The Other Hugh le Despenser, and a Too Perfect Heroine

I’d like my blog entry today to honor Hugh le Despenser (d. 1349), eldest son of Hugh le Despenser the younger and Eleanor de Clare, who on August 24, 1346, as a prelude to the Battle of Crécy two days later, stormed the town of Le Crotoy, killed hundreds of French troops, burnt the town, and obtained plenty of provisions for the English troops, who were sorely in need of them at that time. (Granted, the French would probably take a rather dimmer view of Hugh’s feats, but c’est la vie.) 660 years ago today–time flies, doesn’t it?
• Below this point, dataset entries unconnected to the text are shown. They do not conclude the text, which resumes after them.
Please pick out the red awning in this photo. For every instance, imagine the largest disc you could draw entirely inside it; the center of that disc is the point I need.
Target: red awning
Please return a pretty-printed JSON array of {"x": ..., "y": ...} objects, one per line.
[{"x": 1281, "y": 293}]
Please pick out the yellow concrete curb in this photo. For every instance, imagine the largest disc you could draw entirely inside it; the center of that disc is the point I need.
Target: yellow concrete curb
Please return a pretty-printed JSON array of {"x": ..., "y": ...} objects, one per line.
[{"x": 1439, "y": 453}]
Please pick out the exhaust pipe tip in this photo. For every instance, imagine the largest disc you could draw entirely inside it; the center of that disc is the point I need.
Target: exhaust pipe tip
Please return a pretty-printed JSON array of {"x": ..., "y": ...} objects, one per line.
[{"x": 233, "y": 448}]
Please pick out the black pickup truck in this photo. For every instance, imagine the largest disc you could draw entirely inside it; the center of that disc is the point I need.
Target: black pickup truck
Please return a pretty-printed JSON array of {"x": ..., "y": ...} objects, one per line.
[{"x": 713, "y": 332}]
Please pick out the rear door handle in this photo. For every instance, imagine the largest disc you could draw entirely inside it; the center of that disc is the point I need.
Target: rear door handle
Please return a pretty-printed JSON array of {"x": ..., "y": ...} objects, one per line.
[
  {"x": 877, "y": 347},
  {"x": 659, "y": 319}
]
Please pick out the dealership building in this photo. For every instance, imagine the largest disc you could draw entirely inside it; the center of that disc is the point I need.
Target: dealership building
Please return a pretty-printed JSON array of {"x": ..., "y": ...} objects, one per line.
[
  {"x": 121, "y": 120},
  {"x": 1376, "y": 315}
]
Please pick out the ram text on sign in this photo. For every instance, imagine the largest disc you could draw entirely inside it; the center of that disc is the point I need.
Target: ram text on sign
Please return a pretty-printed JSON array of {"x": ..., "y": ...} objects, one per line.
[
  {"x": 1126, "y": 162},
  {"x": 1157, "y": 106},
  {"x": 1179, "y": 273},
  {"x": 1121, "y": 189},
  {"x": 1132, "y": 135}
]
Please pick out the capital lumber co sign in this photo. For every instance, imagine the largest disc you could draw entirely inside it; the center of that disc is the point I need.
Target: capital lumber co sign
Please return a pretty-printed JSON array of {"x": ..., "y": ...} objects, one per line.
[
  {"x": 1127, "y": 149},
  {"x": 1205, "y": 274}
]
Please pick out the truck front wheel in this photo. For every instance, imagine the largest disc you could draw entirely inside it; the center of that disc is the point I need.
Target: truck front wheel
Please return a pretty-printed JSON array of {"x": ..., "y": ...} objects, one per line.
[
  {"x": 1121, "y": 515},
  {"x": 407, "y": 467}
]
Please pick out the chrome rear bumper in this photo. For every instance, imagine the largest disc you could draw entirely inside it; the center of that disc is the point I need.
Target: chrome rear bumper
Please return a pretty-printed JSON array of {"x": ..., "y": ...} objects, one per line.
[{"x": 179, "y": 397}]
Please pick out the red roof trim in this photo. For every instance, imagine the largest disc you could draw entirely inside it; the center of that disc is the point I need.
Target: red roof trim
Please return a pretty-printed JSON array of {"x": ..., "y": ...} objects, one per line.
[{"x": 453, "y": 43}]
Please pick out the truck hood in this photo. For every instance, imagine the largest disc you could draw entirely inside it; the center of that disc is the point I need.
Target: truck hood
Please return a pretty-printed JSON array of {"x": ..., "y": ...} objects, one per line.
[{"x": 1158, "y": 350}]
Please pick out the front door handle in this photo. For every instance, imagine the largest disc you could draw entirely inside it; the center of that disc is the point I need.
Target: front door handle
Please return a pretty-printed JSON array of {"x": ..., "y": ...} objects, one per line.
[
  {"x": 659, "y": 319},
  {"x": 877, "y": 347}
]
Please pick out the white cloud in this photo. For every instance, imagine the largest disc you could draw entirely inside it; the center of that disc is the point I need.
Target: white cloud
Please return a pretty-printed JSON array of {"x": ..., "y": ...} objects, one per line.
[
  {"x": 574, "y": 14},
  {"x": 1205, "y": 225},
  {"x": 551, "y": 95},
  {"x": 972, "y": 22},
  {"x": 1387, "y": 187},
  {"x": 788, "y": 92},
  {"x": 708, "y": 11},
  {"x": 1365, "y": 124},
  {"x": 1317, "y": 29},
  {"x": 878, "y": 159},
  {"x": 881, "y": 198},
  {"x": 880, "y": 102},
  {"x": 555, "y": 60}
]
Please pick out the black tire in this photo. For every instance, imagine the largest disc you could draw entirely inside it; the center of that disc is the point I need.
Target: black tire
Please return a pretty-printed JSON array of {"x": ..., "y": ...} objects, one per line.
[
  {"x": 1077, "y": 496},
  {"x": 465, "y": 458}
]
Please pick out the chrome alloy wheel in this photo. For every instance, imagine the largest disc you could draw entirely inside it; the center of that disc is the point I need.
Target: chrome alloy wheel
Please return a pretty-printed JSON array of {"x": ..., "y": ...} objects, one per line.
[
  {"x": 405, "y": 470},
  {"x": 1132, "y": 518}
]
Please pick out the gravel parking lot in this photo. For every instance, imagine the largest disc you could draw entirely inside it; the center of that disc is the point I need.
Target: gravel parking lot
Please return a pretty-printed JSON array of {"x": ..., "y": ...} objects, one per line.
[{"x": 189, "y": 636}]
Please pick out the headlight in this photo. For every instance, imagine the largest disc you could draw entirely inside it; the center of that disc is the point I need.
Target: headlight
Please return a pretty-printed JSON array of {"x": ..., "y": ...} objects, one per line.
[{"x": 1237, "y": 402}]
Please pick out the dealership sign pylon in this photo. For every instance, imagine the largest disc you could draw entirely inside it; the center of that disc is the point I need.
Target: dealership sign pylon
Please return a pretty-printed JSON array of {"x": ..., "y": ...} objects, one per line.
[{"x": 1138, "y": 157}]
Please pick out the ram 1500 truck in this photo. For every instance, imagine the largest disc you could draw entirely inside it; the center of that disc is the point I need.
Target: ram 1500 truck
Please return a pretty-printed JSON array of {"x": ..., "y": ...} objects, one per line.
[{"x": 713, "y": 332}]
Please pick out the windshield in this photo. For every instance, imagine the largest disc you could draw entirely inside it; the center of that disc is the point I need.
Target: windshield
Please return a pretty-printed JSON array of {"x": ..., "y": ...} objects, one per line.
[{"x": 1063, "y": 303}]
Hugh is the subject of my work in progress (“progress” being used advisedly, but then even a snail moving forward is making some sort of progress, I suppose). I’m rather fond of him, not the least because he started out his adulthood in the most unpromising of circumstances, landless, imprisoned, and with a disgraced family name, and ended it as a respected solider and (apparently) as a loved husband. Not a mean feat when one considers that a different sort of man might have wasted his life in bitterness and grudge-holding.

You can read more about Hugh here.

On the historical fiction front, I found it amusing that the same day I read Sarah Johnson’s post about finishing novels, I put down a novel after about 30 pages. (I won’t name it because (a) I read so little of it and (b) I no longer have it here to double-check.) The heroine had nearly every virtue imaginable except one–humility–and on the few occasions when someone wasn’t standing nearby to tell her how magnificently she had handled a situation, she told us herself. As there was hardly any room in the house for her ego and the rest of us, I decided that something had to go, and it wouldn’t be the rest of us. Back to the bookstore for you, baby.

2 thoughts on “The Other Hugh le Despenser, and a Too Perfect Heroine”

  1. Loved the article on Hugh the Even Younger! I’m very fond of him, for some reason. And yippee, Ill be visiting his tomb at Tewkesbury in just over a month!